Sua Excelência o Presidente João Manuel Gonçalves Lourenço, teve a amabilidade de explicar-me pessoalmente a sua grande visão sobre as relações com esse país irmão. Tenho muito orgulho em servir o meu país a partir da Zâmbia onde exerço as funções de Embaixador e sou grato a sua Excelência o Presidente da República, por me dar essa oportunidade.
Línguas – -As línguas são um importante meio de comunicação é um instrumento de trabalho essencial para os diplomatas e não só. Eu dedico-me ao estudo de línguas desde a tenra idade. Estudei e trabalhei em vários Países, tendo-me interessado em estudar as línguas locais para melhor entender a cultura, os usos e costumes dos seus Povos. Enquanto embaixador nos Emirados Árabes Unidos fui estudando as línguas Árabe e Hebraico, para compreender, por exemplo, os fenómenos religiosos do Islão e da Bíblia. Já recebi um certificado do Israel Instituto of Biblical Study por ter aprovado a primeira fase do estudo do Hebraico.

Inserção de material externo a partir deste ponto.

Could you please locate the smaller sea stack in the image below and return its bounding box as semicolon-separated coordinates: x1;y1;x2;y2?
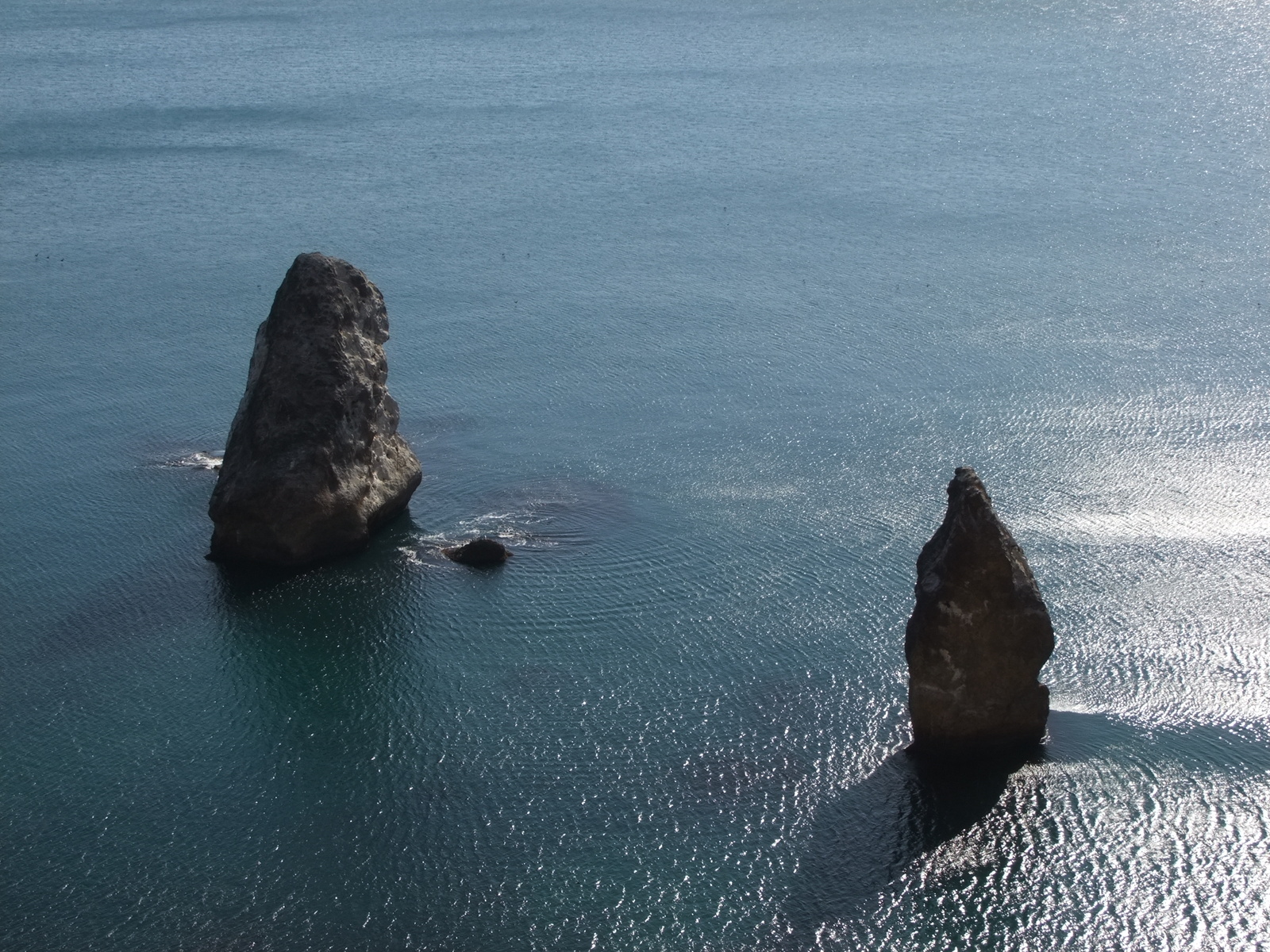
441;538;512;569
904;466;1054;757
208;254;421;566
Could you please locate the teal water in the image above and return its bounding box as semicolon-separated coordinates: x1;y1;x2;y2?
0;0;1270;952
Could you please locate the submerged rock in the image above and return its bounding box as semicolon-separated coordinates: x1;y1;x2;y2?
441;538;512;569
208;254;421;566
904;467;1054;755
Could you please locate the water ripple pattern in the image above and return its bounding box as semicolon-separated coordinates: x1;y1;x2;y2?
0;0;1270;952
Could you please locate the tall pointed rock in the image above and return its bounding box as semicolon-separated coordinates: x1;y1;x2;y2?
208;254;421;566
904;467;1054;755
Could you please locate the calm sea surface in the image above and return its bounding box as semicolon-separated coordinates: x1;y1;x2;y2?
0;0;1270;952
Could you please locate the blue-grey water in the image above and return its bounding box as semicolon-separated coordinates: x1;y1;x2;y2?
0;0;1270;952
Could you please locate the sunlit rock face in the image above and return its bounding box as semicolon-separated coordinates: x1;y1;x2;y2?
904;467;1054;757
208;254;421;566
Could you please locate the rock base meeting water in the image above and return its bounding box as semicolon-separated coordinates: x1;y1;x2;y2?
208;254;421;566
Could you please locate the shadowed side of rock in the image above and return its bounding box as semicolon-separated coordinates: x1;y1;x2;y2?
904;467;1054;755
208;254;421;566
441;538;512;569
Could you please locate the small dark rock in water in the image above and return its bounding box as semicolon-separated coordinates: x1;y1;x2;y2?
208;254;421;566
441;538;512;569
904;467;1054;755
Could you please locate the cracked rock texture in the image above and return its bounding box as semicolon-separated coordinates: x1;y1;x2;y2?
904;467;1054;755
208;254;421;566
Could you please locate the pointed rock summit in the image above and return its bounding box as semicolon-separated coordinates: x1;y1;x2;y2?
208;254;421;566
904;466;1054;757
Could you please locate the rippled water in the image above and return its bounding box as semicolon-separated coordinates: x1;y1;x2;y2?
0;0;1270;952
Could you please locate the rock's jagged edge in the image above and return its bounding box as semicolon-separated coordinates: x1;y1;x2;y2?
904;467;1054;757
208;254;423;566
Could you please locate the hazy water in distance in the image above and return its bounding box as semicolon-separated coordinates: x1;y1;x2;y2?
0;0;1270;952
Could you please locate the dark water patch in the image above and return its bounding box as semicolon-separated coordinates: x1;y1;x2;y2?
36;548;212;654
421;480;635;560
0;106;339;159
785;751;1037;943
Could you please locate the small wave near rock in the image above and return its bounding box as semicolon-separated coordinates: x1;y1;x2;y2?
167;449;225;470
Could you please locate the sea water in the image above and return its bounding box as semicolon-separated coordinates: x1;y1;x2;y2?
0;0;1270;952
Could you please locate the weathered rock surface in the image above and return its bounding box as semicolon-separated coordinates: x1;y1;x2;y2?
208;254;421;566
904;467;1054;755
441;538;512;569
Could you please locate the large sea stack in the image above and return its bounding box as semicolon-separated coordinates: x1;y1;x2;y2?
904;467;1054;757
208;254;421;566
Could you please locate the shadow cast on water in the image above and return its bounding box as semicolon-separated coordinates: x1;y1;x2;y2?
785;711;1270;948
216;516;419;743
786;747;1044;941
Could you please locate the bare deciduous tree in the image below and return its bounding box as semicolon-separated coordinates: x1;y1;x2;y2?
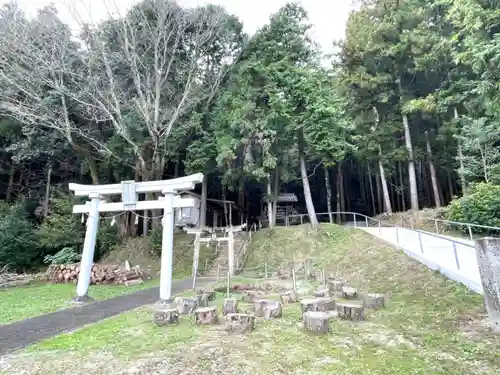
0;0;240;179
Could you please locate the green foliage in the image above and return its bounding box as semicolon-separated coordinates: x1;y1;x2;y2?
0;204;41;271
43;247;81;264
445;182;500;234
38;194;85;254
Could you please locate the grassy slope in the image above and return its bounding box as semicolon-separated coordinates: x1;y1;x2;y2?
0;225;500;375
0;233;213;324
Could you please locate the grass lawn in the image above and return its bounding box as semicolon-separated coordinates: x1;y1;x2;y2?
0;280;158;324
0;225;500;375
0;232;214;325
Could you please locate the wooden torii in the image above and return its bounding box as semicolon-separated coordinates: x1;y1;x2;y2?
185;223;247;288
69;173;203;302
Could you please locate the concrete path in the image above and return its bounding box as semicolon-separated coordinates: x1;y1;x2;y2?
360;227;483;293
0;278;215;356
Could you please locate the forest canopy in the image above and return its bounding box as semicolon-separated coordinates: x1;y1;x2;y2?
0;0;500;270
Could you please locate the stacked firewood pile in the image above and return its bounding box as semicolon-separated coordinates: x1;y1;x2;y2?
47;263;144;285
0;272;33;289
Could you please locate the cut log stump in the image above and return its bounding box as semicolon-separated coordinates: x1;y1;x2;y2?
304;311;330;333
196;294;208;307
194;306;219;324
153;306;179;327
222;298;238;315
224;314;255;333
241;290;264;302
300;297;335;315
174;297;198;315
363;293;385;309
337;301;365;321
342;286;358;299
280;290;299;304
314;288;330;297
253;299;283;319
326;280;345;296
196;288;216;301
316;297;336;312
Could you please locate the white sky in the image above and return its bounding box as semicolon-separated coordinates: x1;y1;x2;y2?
7;0;351;53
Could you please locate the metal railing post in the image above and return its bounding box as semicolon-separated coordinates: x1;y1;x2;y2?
467;225;474;241
418;232;424;254
452;241;460;270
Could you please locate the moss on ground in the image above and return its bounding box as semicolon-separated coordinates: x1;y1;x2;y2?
0;225;500;375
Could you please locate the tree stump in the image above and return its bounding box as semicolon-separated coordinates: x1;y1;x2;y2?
304;311;330;333
196;288;216;301
153;306;179;327
194;306;218;324
253;299;283;319
222;298;238;315
300;297;335;315
241;290;264;302
280;290;299;304
337;302;365;321
363;293;385;309
174;297;198;315
326;280;345;296
342;286;358;299
316;297;336;312
196;294;208;307
314;288;330;297
224;314;255;333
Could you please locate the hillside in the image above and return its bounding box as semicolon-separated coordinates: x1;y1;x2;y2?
100;232;215;279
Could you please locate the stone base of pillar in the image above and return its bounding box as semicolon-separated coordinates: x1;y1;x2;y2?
70;294;95;305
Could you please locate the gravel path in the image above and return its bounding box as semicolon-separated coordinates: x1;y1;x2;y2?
0;279;213;356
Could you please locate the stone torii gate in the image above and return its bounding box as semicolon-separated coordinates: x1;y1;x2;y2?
69;173;203;302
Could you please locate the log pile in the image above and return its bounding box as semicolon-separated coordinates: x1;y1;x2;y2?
0;272;34;289
47;263;144;285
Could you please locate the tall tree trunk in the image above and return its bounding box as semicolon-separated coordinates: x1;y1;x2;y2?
367;162;377;215
336;162;342;224
267;180;274;228
447;169;455;202
5;163;17;202
398;162;406;212
299;134;318;228
358;162;367;204
43;162;52;217
339;162;346;221
403;114;419;211
453;107;467;196
425;131;441;208
200;174;208;229
272;167;280;226
238;177;246;225
378;153;392;214
174;154;181;178
323;166;333;224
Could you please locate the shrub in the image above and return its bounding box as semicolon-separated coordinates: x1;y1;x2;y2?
38;194;119;261
0;205;41;271
445;182;500;234
38;194;85;255
43;247;81;264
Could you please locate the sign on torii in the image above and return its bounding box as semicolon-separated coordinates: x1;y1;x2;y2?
69;173;203;302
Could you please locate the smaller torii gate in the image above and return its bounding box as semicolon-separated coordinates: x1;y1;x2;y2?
69;173;203;302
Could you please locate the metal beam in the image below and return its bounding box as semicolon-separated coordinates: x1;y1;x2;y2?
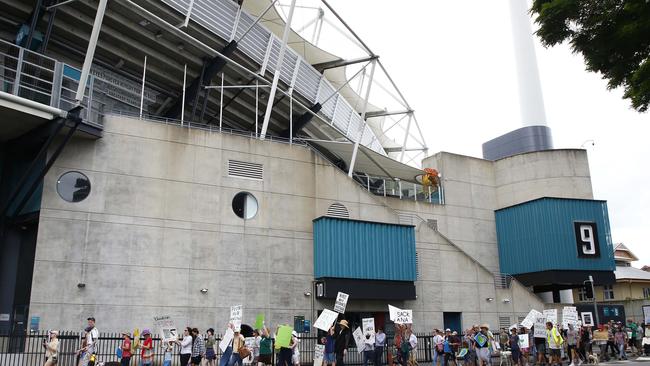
311;55;379;74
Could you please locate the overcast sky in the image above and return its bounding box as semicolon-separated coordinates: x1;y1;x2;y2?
283;0;650;267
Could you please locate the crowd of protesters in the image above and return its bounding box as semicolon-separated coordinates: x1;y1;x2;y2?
43;317;650;366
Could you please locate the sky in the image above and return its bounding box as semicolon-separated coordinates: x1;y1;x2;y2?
282;0;650;267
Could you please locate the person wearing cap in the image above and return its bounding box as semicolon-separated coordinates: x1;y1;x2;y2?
334;319;351;366
140;329;153;366
120;333;131;366
43;330;59;366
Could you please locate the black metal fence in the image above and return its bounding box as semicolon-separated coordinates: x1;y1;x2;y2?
0;332;433;366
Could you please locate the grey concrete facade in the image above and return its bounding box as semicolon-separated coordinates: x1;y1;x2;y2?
30;116;591;331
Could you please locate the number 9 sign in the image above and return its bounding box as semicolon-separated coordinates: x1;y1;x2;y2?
573;222;600;258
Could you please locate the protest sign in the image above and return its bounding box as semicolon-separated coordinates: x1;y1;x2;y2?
153;315;178;342
255;313;264;329
562;306;578;329
314;309;339;332
521;309;542;329
352;327;365;353
533;314;546;338
361;318;375;344
334;292;350;314
314;344;325;366
219;328;235;352
544;309;557;325
275;325;293;348
230;305;243;332
517;334;530;348
388;304;400;321
393;309;413;324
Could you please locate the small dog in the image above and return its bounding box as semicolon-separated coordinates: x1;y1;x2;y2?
587;355;600;365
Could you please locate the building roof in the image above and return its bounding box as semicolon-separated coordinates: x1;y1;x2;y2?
614;266;650;281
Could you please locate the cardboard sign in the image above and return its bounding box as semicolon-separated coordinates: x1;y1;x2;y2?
580;312;595;327
562;306;578;329
255;314;264;329
388;304;400;321
153;315;178;342
544;309;557;325
334;292;350;314
230;305;243;332
361;318;375;344
516;334;530;348
314;344;325;366
352;327;365;353
393;309;413;324
314;309;339;332
521;309;542;329
219;328;235;352
533;315;546;338
275;325;293;348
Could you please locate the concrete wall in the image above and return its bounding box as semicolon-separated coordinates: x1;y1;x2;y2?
30;117;541;331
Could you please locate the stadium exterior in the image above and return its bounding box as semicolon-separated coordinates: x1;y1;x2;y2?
0;0;614;332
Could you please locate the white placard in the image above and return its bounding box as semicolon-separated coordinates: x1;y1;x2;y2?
361;318;375;344
388;304;400;321
153;315;178;342
314;344;325;366
562;306;578;329
516;334;530;348
533;315;546;338
521;309;542;329
230;305;243;332
352;327;365;353
314;309;339;332
544;309;557;325
334;292;350;314
393;309;413;324
219;328;235;352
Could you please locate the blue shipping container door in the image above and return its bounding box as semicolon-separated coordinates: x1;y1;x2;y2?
495;198;615;275
314;217;416;281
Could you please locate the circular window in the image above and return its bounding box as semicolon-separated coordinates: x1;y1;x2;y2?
232;192;258;220
56;172;90;202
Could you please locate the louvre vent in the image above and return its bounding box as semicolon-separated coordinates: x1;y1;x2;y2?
228;160;264;180
327;202;350;219
499;316;512;330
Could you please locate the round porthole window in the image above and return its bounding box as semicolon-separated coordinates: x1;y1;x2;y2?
56;171;90;202
232;192;258;220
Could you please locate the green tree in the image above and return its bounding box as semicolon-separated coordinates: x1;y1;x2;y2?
519;0;650;112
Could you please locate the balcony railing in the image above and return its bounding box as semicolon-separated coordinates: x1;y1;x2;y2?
353;174;445;205
0;40;103;127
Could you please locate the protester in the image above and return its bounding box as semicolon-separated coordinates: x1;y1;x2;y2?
176;327;192;366
140;329;154;366
258;327;273;366
205;328;217;366
374;327;386;366
614;327;627;360
120;333;131;366
334;319;351;366
43;330;59;366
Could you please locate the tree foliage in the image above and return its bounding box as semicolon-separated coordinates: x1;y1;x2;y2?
532;0;650;112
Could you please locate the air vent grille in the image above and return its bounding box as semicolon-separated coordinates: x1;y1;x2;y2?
327;202;350;219
228;160;264;180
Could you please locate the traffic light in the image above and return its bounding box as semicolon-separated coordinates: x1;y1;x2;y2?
584;281;594;299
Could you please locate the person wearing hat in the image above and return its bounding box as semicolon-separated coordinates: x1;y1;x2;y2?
120;333;131;366
43;330;59;366
334;319;351;366
140;329;153;366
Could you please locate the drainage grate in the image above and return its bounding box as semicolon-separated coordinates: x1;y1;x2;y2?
228;160;264;180
327;202;350;219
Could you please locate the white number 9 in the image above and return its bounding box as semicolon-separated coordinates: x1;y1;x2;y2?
580;225;596;255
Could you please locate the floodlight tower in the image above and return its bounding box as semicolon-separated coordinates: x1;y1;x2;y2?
483;0;553;160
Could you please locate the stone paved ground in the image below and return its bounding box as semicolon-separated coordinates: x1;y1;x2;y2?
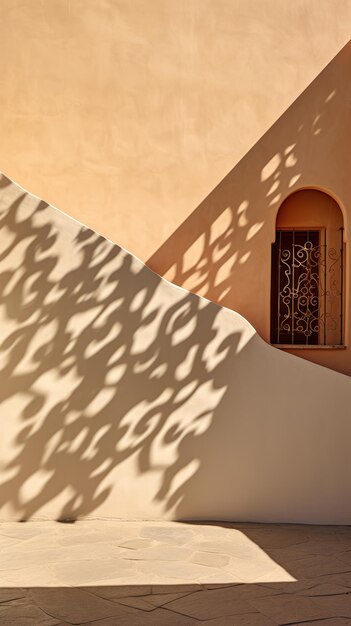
0;521;351;626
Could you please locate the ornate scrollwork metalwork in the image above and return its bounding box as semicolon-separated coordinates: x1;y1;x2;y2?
277;231;343;344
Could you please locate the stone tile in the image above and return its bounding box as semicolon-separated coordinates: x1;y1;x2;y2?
292;556;350;579
116;596;156;611
190;552;230;567
314;594;351;618
140;524;194;546
0;587;27;604
144;591;195;607
82;585;151;600
85;609;199;626
201;613;278;626
52;559;134;586
0;603;60;626
29;588;132;624
299;617;350;626
300;583;351;598
134;561;218;584
124;544;189;561
167;587;255;620
118;537;155;550
251;595;329;625
151;582;202;595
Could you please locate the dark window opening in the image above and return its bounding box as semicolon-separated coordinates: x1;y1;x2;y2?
271;229;343;346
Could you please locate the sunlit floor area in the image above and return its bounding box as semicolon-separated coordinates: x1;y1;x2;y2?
0;521;351;626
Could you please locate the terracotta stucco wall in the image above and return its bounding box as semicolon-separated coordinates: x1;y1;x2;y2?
148;45;351;374
0;178;351;524
0;0;351;373
0;0;351;261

Sobre as relações políticas e de proximidade – Angola e a Zâmbia partilham uma fronteira de 1.110 km e laços históricos de amizade, solidariedade, consanguinidade, apoio político-militar e diplomático particularmente durante a luta de libertação nacional. A partir de 1964, a Zâmbia foi uma certeza para os angolanos de que a independência seria um facto., tarde ou cedo. Os dois países assinaram em Maio de 1976, o Acordo geral de cooperação que ganhou um grande impulso nos últimos 5 ou 6, anos, graças a visão do Presidente João Manuel Gonçalves Lourenço que aproxima Angola da África, tornando Países como a Zâmbia parceiros estratégicos para o desenvolvimento da nossa economia, a estabilidade, a paz e o intercâmbio regional. Existe uma agenda muito dinâmica na relação entre os dois países. Foram recentemente assinados acordos nos domínios da agricultura, transportes, comércio, saúde, energia, etc. que reforçam as relações dos dois países. Foi estabelecida a livre circulação entre os dois países que vai facilitar as relações entre as pessoas, o comércio e o intercâmbio de uma forma geral. Recentemente, acompanhei sua Excelência o Governador do Moxico, o Dr Ernesto Muangala, na visita que efectuou a Solwezi para discussão e aprovação de uma agenda de cooperação trilateral entre a sua Província e as duas zambianas fronteiriças. Pela primeira vez na minha história teremos Províncias na linha da frente de cooperação entre dois países. O transporte ferroviário, ou seja, o Corredor do Lobito será uma plataforma que estimulará a cooperação regional, o intercâmbio comercial e o desenvolvimento de todos os países que o compõem, ou seja Angola, Zâmbia e RDC, que verão o seu PIB muito maior que actualmente. Felizmente, os três líderes e seus Governos têm no corredor do Lobito uma das prioridades da sua agenda económica. Foi assinado em Janeiro do ano em curso o Acordo de Facilitação do Transporte de Trânsito do Corredor do Lobito (LCTTFA) pelos três Estados Membros.
Mudanças de Governo na Zâmbia – A Zâmbia é uma democracia sólida e com eleições regulares. Em Agosto de 2021, foi vencedor das eleições o Partido UNDP que por mais de duas décadas esteve na oposição. O Presidente Hakainde Hichilema, eleito o sétimo Presidente da República, no discurso de tomada de posse, declarou ser prioridade da sua governação, o combate à corrupção e outros males que enfermavam a Nação, tal como o nepotismo, o tribalismo e o racismo. Tenho acompanhado com satisfação a acção governativa e sobretudo a dedicação do Executivo do Presidente Hakainde Hichilena a troca de experiências e a cooperação com o nosso País. A estratégia política da Zâmbia assemelha-se a adotada por Sua Excelência, o Presidente João Manuel Gonçalves Lourenço.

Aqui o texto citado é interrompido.